Spatio-temporal evolution of distributed volcanic fields, case studies—Sierra Chichinautzin and Michoacán-Guanajuato, México

An analysis of 1,375 volcanoes in the Michoacán-Guanajuato (1,148 volcanoes in a 26,200 square-kilometer area) and Sierra Chichinautzin (227 volcanoes in a 3,500 square-kilometer area) volcanic fields in central Mexico identified patterns in the spatial and temporal distribution of past eruptions. A cluster agglomerative hierarchical method and kernel analysis confirmed that the Michoacán-Guanajuato volcanic field comprises four volcanic fields (Valle de Santiago, Uruapan, Apatzingán, and Pátzcuaro volcanic fields) controlled by different fault systems, indicating that it is not a single volcanic field but rather a group of volcanic fields (a “superfield”), each of which has distinct characteristics.

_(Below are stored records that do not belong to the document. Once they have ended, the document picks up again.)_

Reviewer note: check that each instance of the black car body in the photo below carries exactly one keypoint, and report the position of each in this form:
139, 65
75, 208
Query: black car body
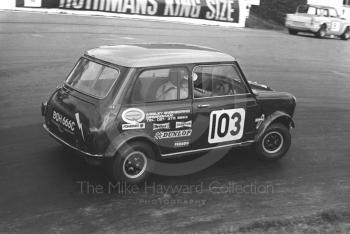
117, 95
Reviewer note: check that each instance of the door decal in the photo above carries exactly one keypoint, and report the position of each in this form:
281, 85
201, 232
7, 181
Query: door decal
226, 125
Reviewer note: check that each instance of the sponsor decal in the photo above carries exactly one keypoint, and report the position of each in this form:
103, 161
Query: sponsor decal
173, 134
64, 121
226, 125
161, 126
80, 125
180, 144
133, 126
223, 10
165, 115
187, 124
259, 121
133, 115
182, 117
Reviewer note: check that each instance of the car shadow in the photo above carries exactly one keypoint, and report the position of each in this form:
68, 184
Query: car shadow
238, 164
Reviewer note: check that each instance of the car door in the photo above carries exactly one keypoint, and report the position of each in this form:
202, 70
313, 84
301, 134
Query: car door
160, 107
335, 22
224, 110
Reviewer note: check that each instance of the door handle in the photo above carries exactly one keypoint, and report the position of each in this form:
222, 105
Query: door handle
203, 105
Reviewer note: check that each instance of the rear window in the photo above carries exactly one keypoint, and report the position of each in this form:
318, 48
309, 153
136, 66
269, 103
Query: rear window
307, 9
92, 78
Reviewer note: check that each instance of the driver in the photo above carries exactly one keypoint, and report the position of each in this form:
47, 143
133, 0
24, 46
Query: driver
177, 83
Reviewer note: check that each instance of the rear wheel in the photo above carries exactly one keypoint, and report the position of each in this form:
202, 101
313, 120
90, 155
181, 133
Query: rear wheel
274, 143
322, 32
292, 31
346, 35
132, 163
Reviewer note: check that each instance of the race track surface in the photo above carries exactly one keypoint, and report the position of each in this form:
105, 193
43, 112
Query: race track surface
40, 180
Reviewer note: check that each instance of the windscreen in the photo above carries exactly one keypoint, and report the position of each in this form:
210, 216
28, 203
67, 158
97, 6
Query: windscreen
92, 78
307, 9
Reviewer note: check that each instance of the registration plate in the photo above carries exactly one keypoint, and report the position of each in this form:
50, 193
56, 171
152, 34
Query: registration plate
63, 121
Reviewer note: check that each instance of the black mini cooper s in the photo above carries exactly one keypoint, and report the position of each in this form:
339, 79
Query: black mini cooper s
127, 105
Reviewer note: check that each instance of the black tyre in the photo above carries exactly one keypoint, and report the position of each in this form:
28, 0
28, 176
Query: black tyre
292, 31
346, 35
132, 163
274, 143
322, 32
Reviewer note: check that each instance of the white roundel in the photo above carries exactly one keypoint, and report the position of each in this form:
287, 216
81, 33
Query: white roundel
133, 115
226, 125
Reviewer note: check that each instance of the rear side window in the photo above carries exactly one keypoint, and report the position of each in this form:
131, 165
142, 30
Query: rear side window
166, 84
218, 80
92, 78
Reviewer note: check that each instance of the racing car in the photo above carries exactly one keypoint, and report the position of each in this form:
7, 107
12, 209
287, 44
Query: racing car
126, 105
322, 21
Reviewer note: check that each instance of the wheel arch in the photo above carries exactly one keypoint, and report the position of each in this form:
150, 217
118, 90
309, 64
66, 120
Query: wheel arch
119, 142
275, 117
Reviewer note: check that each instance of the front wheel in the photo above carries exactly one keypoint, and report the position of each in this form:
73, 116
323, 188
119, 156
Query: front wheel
346, 35
132, 163
274, 143
322, 32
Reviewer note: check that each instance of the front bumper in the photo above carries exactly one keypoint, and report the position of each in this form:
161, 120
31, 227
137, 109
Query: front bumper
69, 145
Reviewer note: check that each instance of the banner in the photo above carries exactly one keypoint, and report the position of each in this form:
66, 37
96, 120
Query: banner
218, 10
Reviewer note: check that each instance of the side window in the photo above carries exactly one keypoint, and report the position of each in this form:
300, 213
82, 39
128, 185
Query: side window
219, 80
332, 13
161, 85
326, 12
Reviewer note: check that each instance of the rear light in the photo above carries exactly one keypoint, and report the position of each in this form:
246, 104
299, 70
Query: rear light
43, 108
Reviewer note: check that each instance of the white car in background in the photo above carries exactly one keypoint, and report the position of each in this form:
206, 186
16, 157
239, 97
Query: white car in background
320, 20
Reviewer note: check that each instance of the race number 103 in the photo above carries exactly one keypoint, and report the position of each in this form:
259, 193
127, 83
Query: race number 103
226, 125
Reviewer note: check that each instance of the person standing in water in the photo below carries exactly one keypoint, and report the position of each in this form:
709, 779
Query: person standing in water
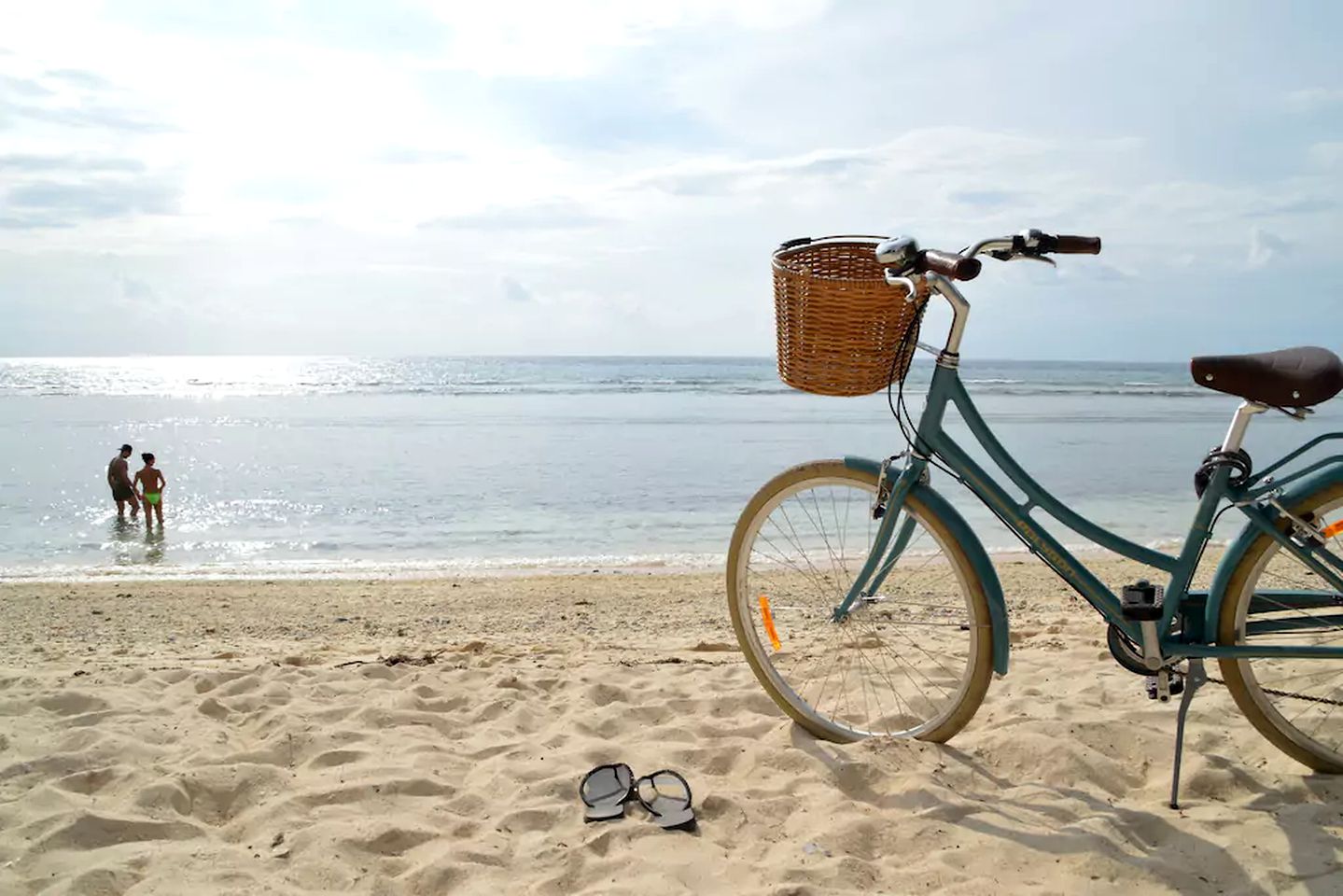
122, 489
152, 483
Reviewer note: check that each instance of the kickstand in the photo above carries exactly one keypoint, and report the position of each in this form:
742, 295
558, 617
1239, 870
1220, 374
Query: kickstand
1194, 679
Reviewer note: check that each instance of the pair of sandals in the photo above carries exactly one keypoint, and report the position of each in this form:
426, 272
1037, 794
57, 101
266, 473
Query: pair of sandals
665, 794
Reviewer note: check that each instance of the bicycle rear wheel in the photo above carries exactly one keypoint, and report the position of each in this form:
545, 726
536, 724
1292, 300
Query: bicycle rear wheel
1296, 703
912, 660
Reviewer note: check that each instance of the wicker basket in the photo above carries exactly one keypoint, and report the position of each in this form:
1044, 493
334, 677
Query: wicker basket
840, 324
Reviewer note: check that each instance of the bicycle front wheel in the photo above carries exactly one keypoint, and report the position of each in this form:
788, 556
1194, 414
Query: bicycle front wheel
1296, 703
912, 660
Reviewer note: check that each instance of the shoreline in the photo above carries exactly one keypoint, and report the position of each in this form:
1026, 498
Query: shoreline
687, 563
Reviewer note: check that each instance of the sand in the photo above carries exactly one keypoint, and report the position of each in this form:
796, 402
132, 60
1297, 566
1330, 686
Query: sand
222, 737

In the Sierra Chichinautzin volcanic field, well-constrained isotopic ages were used to build a model of how the spatial distribution of the eruptions has changed over time. Two new 40Ar/39Ar ages from a locally recognized volcanic feature near the town of El Cantil, herein called El Cantil volcano (1,537±17 kilo-annum [ka]) and the volcanic feature at Cerro el Elefante (herein called El Elefante dome) (1,485±92 ka) belong to the oldest volcanic group identified in the Sierra Chichinautzin volcanic field, confirming the timing of the beginning of monogenetic volcanism in the region. Based on the volcanic groups identified in the Sierra Chichinautzin volcanic field, the youngest volcanism (less than 35 ka) is found only in the central-western sector of the field. Principal component analysis determined the directional trends of feeder dikes only for vents <10 ka in the Sierra Chichinautzin volcanic field. Possible magma migration paths through the crust were identified using seismic data from both volcanic fields using an earthquake catalog from 1973 to 2023, which includes 9,016 earthquakes in the Michoacán-Guanajuato volcanic field and 841 in the Sierra Chichinautzin volcanic field. The spatial distribution of the hypocenters does not highlight any trend that could be associated with superficial movement of magma in the Sierra Chichinautzin volcanic field. In the Michoacán-Guanajuato volcanic field, however, eight seismic swarms since 1997 have been detected. These swarms are interpreted to result from ascending magma. Strengthening monitoring systems and reinforcing mitigation measures to address volcanic hazards and risk are important means of preparing for future eruptions in both regions. Analysis such as those herein provide insights as to where an eruption might occur and may help mitigate volcanic hazards.